I don’t watch movies very much, and suppose most of my movie watching is on airplanes.  But I am afforded the opportunity to watch at least a couple of good movies so that I am up to speed on what’s happening in our culture.  I remember some years ago watching the movie Despicable Me.  I thought it would be very good, because it could be autobiographical really, and I thought it would be fun!  Then I realized it was a children’s movie by Pixar or whoever, but what was really embarrassing is that I put the headphones on and was actually laughing out loud during the whole of the movie!  The person sitting next to me was most aggrieved – especially when he saw what I was watching!  But in this there is a wonderful battle that takes place between Vector and Gru, two very evil characters, doing some despicable things with the help of the minions.
 
Gru finally wins the day, but there is a moment when the three little girls, and I am talking now to you parents who have probably seen this, others won’t know what I am talking about, but there are three little girls who have been kidnapped, and they are desperate because they have Gru, who is taking care of them, and Vector who has kidnapped them, both of whom are supposed to be evil and they do not know what to do.  So what do they do?  They get on their knees and they pray!  They know that in this desperate situation, torn between the Scylla and Charybdis of evil, that they need prayer.  They pray that they will be able to perform their ballet and that Gru is transformed watching these little girls perform their ballet! It is profound, because this is exactly what the psalmist had in mind:  in the midst of being torn and pulled apart by the poisoned chalices being offered to the world, the people stopped and they prayed, day and night, to the God who is their life.

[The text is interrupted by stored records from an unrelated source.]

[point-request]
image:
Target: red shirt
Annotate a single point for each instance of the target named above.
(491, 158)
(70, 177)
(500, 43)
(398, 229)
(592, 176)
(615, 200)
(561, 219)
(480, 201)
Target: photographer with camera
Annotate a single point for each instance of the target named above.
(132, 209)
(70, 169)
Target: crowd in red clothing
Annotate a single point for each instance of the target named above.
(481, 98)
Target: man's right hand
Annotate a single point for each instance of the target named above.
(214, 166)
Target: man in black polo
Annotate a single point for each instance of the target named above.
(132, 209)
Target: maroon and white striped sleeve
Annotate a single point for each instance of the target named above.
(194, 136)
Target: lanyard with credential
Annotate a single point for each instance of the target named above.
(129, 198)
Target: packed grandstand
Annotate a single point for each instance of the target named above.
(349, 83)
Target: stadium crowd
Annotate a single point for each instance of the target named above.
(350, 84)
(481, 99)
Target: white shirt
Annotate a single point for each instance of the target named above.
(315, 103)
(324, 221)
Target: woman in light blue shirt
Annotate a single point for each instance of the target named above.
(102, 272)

It is no coincidence that one of the greatest characters in Christian history, St. Augustine of Hippo, at his own baptism, had Psalm 42 sung.  He did because his soul cried out to God, but now in his baptism, his God has found him, and he has found his God.  Psalm 42 summed up St. Augustine’s thirst soul. His thirst was quenched by the life-giving water of Jesus.  That is what we find in The New Testament.  There are moments where I think Psalm 42 is very much on Jesus’ mind.  When he is in the Garden of Gethsemane, about to get ready for the Cross and the trial that is before him.  He says not my will, but “Thy will be done” as I preached a few Sundays ago.  But he also says, “Take this cup” – notice the language – “take this chalice from me.”  The “chalice” for him was weakness.  The chalice for him was the lack of courage and faith.  “Take it from me.”  In the end, Jesus drank from the chalice of the living water of his heavenly Father and he was saved.

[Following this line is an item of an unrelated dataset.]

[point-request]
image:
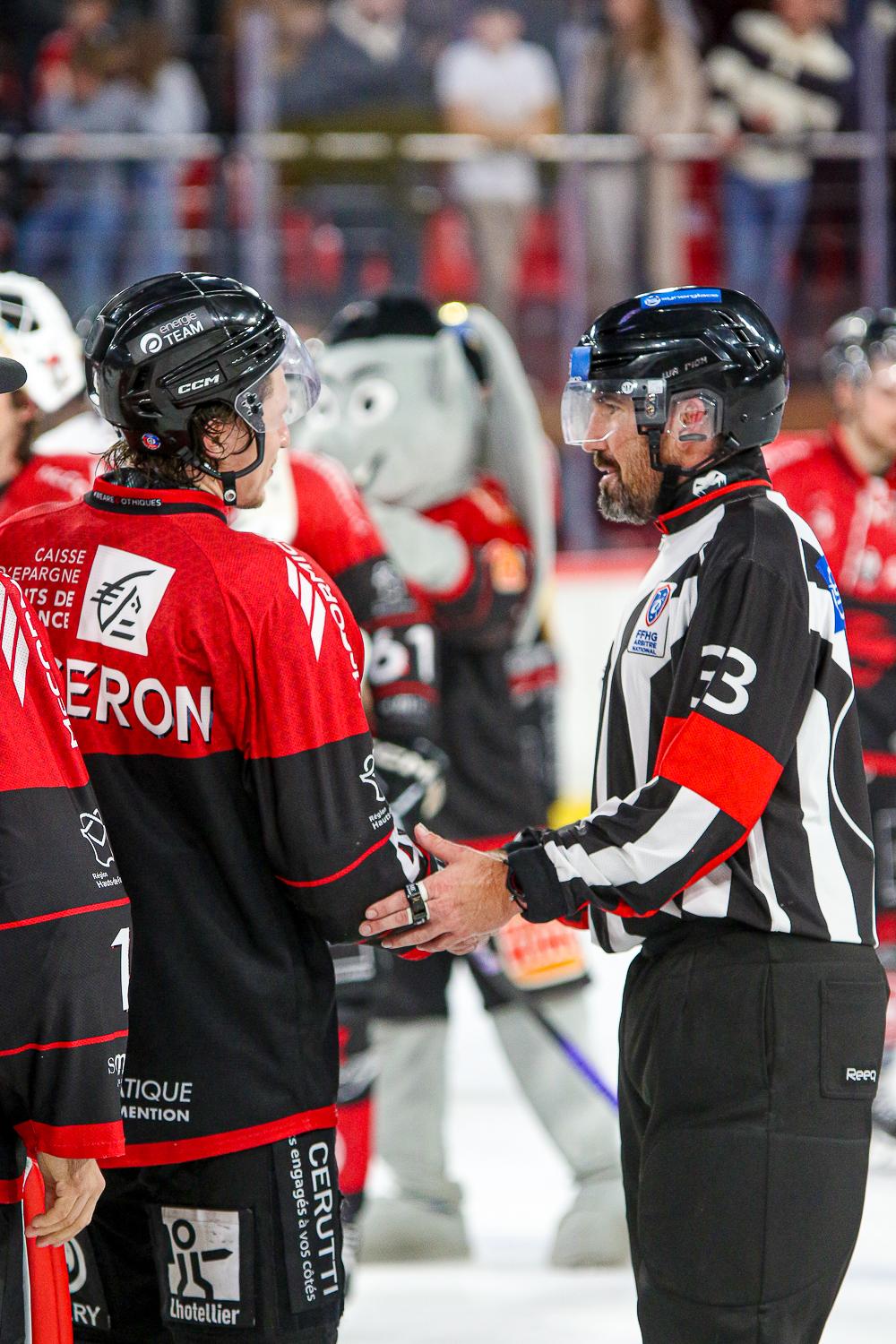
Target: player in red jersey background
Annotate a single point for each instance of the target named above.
(51, 438)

So too, when we drink from the chalice of good rather than from the chalice of expedience. It might appear at times, that the evil ahead of us and behind us, above below us, takes life and massacres the innocent.  When I think of that, I often say like the psalmist, “Where are you?  Come on, where are you?”  God responds, “Don’t forget, I have been with you.  I am with you.  I am going through this with you.”
 
We need to turn to that living water.  C. S. Lewis said the Christian faith and living in a faithful world is not about teaching a horse to run faster; it is about attaching to it wings and teaching it to fly.  The Christian faith is not just about a little improvement to the world, a little change here; it is about radical trust in Almighty God.  Isn’t it interesting that even for people who might have had little or no faith, after a tragedy like this, they turn to a vigil and they pray?  They know inside themselves that they thirst for something more.  In a world that has often drunk from a poisonous cup, we should be offering the world that living water.  If you find yourself this day as one of the people who have felt like the psalmist felt, and that you are thirsty, take on through prayer the stream of living water.  For everyone there is hope.  Share it with a thirsty world for that is true joy! Amen.